PETITES LUMIÈRES DANS LA NUIT
Diffusion des publications du Centre d'Études en Belgique
Autrefois, il soulevait des montagnes ; aujourd’hui, le christianisme en Belgique – soulignait une éditorialiste belge peu avant Noël dernier – est à la peine, en butte à d'innombrables difficultés, devenu presque invisible, tant il est dilué et intégré dans l’humanisme laïque[1].
Le titre de l'éditorial est, dans son
ambigüité, très significatif : Minuit
chrétien. Paraphrase du célèbre chant de Noël (Minuit ! Chrétiens…), il devient une image ultérieure qui
s'ajoute à tant d'autres qu'on rencontre en lisant les journaux ou en surfant
sur le web, qui illustrent la situation de l'Église en Belgique :
"Dans le coma, malade terminale, à risque d'extinction", et perdue
maintenant dans le "minuit chrétien". ![]() On ne mesure certes pas la foi avec les nombres, mais ceux-ci ont leur importance dans l'évaluation d'un phénomène. Et les chiffres sont, en effet, désolants.
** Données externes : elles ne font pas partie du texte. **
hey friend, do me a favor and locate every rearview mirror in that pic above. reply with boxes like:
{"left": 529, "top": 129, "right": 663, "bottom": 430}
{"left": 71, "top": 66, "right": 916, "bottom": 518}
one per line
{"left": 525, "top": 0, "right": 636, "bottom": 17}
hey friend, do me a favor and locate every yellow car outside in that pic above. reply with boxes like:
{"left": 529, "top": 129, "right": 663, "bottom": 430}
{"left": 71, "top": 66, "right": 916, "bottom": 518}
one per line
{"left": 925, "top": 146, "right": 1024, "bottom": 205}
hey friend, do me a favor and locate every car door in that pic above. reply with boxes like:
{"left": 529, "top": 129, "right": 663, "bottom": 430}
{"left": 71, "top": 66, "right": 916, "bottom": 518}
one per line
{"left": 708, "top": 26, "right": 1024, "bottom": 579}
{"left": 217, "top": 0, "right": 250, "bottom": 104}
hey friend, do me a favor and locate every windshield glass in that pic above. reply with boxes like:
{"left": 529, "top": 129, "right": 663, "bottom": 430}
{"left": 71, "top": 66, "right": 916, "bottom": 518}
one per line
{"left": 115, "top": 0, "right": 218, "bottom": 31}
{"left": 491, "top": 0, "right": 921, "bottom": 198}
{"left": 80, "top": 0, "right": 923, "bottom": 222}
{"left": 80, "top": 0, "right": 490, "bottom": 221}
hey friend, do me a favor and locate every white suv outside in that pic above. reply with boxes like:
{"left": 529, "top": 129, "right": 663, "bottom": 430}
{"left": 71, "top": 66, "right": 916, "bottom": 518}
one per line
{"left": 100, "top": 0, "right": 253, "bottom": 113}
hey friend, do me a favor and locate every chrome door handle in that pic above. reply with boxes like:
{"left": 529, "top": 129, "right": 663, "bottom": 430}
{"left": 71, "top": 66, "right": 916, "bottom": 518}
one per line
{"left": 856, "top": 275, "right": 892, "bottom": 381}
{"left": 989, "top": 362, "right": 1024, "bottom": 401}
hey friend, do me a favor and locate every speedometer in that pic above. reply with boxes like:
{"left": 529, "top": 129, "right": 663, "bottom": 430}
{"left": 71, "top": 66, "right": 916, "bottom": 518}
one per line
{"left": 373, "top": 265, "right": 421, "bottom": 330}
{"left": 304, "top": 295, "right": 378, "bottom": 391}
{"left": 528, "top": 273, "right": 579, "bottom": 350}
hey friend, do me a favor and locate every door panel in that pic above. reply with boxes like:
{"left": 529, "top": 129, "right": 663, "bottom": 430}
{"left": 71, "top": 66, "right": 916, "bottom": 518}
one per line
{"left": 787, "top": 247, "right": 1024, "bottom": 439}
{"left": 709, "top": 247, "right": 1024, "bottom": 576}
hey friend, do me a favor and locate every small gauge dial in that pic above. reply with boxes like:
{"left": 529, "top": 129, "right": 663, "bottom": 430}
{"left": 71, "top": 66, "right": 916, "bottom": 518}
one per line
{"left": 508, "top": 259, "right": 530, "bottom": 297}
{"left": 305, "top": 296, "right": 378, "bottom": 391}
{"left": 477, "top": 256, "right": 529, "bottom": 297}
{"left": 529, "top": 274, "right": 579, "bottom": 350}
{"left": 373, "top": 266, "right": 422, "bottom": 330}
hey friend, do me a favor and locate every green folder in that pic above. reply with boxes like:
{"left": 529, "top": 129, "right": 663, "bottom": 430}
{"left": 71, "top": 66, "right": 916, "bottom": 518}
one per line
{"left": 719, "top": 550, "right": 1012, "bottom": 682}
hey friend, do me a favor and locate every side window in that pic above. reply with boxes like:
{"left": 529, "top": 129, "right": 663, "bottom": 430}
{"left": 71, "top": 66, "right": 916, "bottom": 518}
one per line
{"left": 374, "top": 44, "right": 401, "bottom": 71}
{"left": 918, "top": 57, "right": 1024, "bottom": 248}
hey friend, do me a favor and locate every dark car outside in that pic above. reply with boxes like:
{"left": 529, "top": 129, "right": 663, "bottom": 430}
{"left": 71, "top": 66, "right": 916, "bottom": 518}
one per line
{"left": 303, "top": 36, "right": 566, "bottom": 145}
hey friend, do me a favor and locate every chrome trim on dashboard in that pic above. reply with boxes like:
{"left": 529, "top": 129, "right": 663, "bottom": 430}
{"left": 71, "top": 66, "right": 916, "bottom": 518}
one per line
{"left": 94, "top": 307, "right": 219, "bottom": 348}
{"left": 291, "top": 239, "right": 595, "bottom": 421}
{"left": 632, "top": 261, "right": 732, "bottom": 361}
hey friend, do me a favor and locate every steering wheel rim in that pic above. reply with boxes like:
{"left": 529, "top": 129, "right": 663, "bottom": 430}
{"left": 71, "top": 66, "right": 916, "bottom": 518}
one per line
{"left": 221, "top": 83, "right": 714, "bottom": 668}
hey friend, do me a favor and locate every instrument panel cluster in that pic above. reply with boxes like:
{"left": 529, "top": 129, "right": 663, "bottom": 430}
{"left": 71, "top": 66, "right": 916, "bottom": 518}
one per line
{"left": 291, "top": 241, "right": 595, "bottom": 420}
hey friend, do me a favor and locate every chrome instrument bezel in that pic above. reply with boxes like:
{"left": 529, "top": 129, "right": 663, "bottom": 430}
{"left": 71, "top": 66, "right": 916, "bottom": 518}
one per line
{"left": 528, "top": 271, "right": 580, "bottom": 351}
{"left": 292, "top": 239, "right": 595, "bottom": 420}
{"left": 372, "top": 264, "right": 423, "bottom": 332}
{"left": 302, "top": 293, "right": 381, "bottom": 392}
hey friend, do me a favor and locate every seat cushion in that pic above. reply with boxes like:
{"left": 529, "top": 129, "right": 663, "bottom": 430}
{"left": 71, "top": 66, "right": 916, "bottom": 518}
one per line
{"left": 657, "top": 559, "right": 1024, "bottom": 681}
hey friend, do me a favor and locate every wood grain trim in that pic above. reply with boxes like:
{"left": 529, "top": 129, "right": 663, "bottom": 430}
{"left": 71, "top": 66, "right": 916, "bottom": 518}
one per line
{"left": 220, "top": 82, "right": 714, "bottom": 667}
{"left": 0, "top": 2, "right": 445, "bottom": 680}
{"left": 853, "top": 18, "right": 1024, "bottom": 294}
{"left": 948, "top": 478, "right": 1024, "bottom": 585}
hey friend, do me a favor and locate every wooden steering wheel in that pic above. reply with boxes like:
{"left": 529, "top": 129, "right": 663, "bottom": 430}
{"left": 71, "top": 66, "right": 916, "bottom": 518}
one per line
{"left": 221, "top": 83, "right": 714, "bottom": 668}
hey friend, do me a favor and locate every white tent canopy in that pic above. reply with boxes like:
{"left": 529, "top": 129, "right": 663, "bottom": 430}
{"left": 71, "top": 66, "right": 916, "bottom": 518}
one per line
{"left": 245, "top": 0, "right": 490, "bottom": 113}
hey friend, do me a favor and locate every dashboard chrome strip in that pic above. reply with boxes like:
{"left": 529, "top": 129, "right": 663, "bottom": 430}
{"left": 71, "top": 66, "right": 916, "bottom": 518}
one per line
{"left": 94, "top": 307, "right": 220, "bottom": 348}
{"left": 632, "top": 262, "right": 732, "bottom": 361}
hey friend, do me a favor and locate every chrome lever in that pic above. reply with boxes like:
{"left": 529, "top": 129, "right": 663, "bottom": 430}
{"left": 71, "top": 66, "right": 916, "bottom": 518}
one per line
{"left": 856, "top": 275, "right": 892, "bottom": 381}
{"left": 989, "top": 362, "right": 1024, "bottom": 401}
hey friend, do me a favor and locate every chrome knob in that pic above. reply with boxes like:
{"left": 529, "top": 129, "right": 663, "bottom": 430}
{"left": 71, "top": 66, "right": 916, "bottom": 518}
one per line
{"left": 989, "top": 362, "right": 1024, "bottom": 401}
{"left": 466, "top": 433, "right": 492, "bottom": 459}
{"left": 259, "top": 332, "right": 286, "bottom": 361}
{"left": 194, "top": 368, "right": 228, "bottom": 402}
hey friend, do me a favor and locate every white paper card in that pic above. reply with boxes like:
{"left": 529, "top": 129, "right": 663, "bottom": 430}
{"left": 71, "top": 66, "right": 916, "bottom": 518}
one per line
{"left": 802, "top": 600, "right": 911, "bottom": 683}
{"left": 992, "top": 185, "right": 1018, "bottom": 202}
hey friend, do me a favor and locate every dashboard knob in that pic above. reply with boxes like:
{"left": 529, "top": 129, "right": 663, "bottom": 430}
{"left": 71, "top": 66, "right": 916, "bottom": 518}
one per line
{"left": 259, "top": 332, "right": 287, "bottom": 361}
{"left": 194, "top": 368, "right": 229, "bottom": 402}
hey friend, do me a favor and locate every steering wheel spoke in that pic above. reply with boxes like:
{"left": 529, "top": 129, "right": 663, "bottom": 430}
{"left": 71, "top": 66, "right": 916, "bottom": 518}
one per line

La participation à la Messe du dimanche des fidèles belges entre cinq et soixante-neuf ans était tombée à 13% en 1996 et a chuté à 5% en 2009[2]. Le nombre des paroisses en Flandre se réduira drastiquement dans les prochaines années. Sous peu de temps, en disparaîtra plus de 75% : on passera des 1.800 actuelles à un maximum de 400 paroisses[3].
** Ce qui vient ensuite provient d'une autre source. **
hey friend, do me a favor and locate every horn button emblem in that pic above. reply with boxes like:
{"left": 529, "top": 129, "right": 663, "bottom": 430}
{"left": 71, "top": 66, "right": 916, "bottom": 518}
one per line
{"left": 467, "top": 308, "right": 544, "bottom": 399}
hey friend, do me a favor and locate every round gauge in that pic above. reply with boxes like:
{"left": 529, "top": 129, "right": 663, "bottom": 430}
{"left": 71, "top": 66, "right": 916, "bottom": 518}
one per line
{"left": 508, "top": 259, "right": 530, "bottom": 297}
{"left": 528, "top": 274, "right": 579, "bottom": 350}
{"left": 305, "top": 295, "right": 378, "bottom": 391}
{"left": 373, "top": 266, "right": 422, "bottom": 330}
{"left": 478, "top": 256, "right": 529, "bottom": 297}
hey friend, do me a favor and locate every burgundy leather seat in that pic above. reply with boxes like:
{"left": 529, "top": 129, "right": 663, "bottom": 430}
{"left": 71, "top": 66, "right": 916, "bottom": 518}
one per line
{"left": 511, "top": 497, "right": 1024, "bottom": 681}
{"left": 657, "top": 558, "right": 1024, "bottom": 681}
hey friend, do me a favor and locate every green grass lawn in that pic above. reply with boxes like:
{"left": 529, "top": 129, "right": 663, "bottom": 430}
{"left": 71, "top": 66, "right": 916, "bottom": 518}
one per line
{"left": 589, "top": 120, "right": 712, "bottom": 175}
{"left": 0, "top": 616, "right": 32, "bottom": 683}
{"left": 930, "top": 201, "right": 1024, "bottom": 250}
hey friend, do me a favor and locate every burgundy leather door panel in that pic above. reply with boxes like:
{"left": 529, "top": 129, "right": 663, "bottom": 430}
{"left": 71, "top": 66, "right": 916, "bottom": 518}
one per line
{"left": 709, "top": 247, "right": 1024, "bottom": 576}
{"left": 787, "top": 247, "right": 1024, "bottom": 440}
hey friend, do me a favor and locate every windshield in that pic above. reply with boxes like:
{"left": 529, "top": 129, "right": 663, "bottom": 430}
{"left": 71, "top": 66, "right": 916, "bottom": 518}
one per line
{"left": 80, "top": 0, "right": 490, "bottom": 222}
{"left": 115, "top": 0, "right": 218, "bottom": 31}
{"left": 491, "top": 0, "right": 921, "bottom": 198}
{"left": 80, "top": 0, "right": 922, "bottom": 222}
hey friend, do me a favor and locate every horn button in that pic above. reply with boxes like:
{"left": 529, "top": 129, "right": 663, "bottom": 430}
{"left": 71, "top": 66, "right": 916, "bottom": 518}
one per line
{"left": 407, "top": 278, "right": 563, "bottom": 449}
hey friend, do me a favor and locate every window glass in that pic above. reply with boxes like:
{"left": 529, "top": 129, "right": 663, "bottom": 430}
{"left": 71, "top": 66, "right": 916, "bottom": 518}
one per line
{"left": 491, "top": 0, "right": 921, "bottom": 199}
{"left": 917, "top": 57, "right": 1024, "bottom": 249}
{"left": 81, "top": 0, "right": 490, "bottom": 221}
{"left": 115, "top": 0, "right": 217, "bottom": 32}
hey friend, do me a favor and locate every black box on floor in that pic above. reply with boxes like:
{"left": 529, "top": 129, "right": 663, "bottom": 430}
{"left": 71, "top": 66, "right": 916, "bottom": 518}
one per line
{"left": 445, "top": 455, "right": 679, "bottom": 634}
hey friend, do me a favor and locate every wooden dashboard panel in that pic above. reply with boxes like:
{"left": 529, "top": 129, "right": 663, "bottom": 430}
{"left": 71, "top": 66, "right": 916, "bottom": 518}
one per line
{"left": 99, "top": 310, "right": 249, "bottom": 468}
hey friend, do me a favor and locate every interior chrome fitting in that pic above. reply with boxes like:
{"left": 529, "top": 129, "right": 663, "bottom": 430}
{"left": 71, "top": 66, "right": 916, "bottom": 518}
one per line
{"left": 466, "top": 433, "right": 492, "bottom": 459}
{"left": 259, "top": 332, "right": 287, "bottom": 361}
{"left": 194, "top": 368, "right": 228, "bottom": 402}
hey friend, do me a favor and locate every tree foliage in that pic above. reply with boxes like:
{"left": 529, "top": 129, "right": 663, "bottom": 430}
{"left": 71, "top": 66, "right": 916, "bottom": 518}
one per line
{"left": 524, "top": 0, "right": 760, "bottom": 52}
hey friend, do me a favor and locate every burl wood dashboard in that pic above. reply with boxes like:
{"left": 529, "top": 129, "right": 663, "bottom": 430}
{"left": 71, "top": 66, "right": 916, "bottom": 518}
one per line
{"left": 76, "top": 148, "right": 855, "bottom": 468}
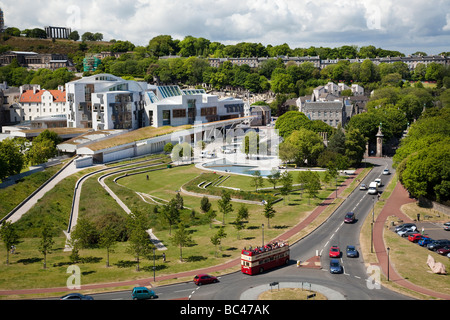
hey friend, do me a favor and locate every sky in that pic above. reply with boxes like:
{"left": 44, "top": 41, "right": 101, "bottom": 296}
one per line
{"left": 1, "top": 0, "right": 450, "bottom": 55}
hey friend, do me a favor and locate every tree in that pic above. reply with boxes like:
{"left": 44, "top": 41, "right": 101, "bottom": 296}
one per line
{"left": 218, "top": 191, "right": 233, "bottom": 225}
{"left": 282, "top": 128, "right": 325, "bottom": 166}
{"left": 263, "top": 200, "right": 276, "bottom": 228}
{"left": 205, "top": 208, "right": 217, "bottom": 229}
{"left": 70, "top": 218, "right": 99, "bottom": 249}
{"left": 39, "top": 222, "right": 55, "bottom": 269}
{"left": 279, "top": 171, "right": 293, "bottom": 204}
{"left": 234, "top": 204, "right": 249, "bottom": 239}
{"left": 0, "top": 221, "right": 20, "bottom": 265}
{"left": 68, "top": 30, "right": 80, "bottom": 41}
{"left": 160, "top": 198, "right": 180, "bottom": 235}
{"left": 0, "top": 138, "right": 25, "bottom": 181}
{"left": 170, "top": 223, "right": 193, "bottom": 262}
{"left": 266, "top": 169, "right": 281, "bottom": 189}
{"left": 126, "top": 211, "right": 154, "bottom": 271}
{"left": 99, "top": 224, "right": 118, "bottom": 267}
{"left": 211, "top": 226, "right": 227, "bottom": 256}
{"left": 345, "top": 128, "right": 367, "bottom": 167}
{"left": 303, "top": 171, "right": 321, "bottom": 205}
{"left": 200, "top": 196, "right": 212, "bottom": 213}
{"left": 250, "top": 170, "right": 264, "bottom": 191}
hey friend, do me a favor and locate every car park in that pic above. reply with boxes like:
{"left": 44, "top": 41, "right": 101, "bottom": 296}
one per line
{"left": 344, "top": 212, "right": 356, "bottom": 223}
{"left": 131, "top": 287, "right": 157, "bottom": 300}
{"left": 346, "top": 245, "right": 359, "bottom": 258}
{"left": 444, "top": 222, "right": 450, "bottom": 231}
{"left": 359, "top": 183, "right": 367, "bottom": 190}
{"left": 395, "top": 223, "right": 416, "bottom": 233}
{"left": 193, "top": 274, "right": 218, "bottom": 285}
{"left": 329, "top": 246, "right": 341, "bottom": 258}
{"left": 60, "top": 293, "right": 94, "bottom": 300}
{"left": 418, "top": 236, "right": 433, "bottom": 246}
{"left": 427, "top": 239, "right": 450, "bottom": 251}
{"left": 408, "top": 233, "right": 424, "bottom": 243}
{"left": 382, "top": 169, "right": 390, "bottom": 175}
{"left": 329, "top": 259, "right": 343, "bottom": 274}
{"left": 436, "top": 246, "right": 450, "bottom": 256}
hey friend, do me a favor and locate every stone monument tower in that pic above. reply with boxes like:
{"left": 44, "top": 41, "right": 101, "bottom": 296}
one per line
{"left": 376, "top": 124, "right": 383, "bottom": 157}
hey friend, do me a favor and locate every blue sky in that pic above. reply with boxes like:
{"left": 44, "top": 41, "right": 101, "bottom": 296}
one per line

Les paroisses disparaissent, mais est en
train de disparaître de l'horizon, remarquait Claudio Magris, surtout la
culture de la foi, provoquant "une grave mutilation pour tous, croyant et
non-croyants, parce que cette culture chrétienne est l'une des grandes
dramatiques syntaxes qui permettent de lire, ordonner et représenter le monde,
d'en dire le sens et les valeurs, de s'orienter dans l'enchevêtrement féroce et
insidieux de la vie"[4].
Petites lumières dans la nuit
La société belge est investie, sans doute,
par l'avancée de la "désertification" spirituelle dont parlait Benoît
XVI : "Ce que pouvait signifier une vie, un monde sans Dieu, au temps
du Concile, on pouvait déjà le percevoir à travers certaines pages tragiques de
l’histoire, mais aujourd’hui nous le voyons malheureusement tous les jours
autour de nous. C’est le vide qui s’est propagé"[5].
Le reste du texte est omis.